Lecture Notes will be handed out for the first 16 lectures

Complementary Reading Assignments will refer to the contents of  specific chapters extracted from

Undergraduate level :
- "Introductory Probability" by Sheldon Ross
- "Statistics" by David Freemann, Robert Pisani, Roger Purves 

graduate level
- "Intermediary course in probability " by Allan Gut
- " Statistics ..."  by G. Casella

Description: COURSE OBJECTIVES:
Upon completion of the course, students will have learned key results and mathematical principles for the use of parametric models in applied statistics.
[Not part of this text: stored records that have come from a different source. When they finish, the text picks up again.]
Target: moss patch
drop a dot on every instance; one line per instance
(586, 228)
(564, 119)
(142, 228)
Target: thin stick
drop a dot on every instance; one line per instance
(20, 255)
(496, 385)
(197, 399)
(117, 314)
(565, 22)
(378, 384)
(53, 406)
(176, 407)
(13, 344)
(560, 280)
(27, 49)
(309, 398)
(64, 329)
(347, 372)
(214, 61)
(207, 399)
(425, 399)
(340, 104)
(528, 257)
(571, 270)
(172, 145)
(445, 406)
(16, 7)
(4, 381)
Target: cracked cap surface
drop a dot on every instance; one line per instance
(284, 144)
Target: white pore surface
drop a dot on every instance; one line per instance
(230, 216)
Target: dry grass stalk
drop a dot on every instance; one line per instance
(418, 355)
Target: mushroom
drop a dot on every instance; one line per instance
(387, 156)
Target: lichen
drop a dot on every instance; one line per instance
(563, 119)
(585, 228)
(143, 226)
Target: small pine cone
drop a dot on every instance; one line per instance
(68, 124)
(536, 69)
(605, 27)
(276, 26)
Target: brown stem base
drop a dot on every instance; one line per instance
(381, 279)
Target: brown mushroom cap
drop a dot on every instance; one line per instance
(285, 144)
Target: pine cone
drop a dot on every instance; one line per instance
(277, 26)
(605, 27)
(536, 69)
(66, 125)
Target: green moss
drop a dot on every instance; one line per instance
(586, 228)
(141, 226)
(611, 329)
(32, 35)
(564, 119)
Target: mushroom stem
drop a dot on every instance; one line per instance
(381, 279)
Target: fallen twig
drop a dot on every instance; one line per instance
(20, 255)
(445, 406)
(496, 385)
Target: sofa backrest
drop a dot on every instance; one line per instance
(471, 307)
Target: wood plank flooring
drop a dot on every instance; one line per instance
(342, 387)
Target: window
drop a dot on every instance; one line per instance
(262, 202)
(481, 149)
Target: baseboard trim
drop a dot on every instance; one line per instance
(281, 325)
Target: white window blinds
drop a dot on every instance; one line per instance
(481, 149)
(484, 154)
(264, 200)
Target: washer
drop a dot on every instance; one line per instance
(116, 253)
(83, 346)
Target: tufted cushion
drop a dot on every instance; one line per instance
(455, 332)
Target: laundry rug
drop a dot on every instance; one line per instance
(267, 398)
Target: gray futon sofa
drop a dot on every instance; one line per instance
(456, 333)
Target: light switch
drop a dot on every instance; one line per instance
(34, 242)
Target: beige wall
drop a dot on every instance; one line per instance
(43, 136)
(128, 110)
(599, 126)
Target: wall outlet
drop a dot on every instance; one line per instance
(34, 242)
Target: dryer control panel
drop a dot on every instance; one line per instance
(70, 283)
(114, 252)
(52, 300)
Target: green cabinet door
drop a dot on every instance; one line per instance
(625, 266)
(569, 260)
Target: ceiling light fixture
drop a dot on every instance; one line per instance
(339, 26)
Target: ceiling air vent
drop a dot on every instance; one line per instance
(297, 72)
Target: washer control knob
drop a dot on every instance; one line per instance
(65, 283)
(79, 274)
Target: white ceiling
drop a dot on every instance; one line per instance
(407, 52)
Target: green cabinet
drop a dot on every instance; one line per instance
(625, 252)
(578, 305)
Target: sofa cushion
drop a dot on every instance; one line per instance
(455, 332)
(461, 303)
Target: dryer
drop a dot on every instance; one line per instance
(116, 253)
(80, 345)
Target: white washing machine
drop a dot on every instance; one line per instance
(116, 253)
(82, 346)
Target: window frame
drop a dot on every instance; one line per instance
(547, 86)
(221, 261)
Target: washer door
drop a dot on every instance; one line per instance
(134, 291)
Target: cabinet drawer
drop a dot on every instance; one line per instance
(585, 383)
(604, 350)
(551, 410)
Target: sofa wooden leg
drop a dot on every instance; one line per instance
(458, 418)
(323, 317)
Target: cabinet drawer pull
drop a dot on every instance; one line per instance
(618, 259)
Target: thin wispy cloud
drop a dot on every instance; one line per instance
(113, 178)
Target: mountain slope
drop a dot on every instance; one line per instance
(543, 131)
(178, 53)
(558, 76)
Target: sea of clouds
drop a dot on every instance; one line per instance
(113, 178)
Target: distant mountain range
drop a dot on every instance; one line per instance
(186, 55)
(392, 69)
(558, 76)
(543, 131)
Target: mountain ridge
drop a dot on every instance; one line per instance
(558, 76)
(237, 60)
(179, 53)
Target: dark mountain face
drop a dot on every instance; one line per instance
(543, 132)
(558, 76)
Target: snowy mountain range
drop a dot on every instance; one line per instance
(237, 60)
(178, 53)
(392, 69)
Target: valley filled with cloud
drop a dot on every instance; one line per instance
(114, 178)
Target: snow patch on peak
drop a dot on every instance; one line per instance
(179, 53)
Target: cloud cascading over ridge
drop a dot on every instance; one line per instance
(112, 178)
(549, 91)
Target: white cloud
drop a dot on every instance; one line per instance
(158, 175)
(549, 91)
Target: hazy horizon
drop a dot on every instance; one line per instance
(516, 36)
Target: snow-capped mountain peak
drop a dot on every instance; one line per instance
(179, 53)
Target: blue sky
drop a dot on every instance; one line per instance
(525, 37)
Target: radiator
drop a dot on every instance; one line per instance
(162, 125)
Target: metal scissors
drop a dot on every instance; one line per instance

At least one applied project will involve basic computer implementations of statistical techniques  


COURSE CONTENT:
descriptive statistics, statistical sampling and estimation, exponential families and sufficient statistics, maximum likelihood estimators, confidence intervals and hypothesis testing, regression and linear models multiple examples of applied statistics

COURSE REQUIREMENTS:
Written homework assignments  + computer implementation of basic statistical techniques
Exams:  There will be a midterm exam (1h30) and a final exam (3 hours).

EVALUATION AND GRADING:  
Semester grades will be based on a weightedaverage of homework +projects average, midterm exam grade, and  final exam grade. letter grades correspond to the standard scale: 90-100 for an A, 80-89 for a B, etc. Pluses and minuses will be attached if your average is within two points of the dividing line between one letter and another.  Forexample, a grade of 88 is a B+; a grade of 81 is a B-.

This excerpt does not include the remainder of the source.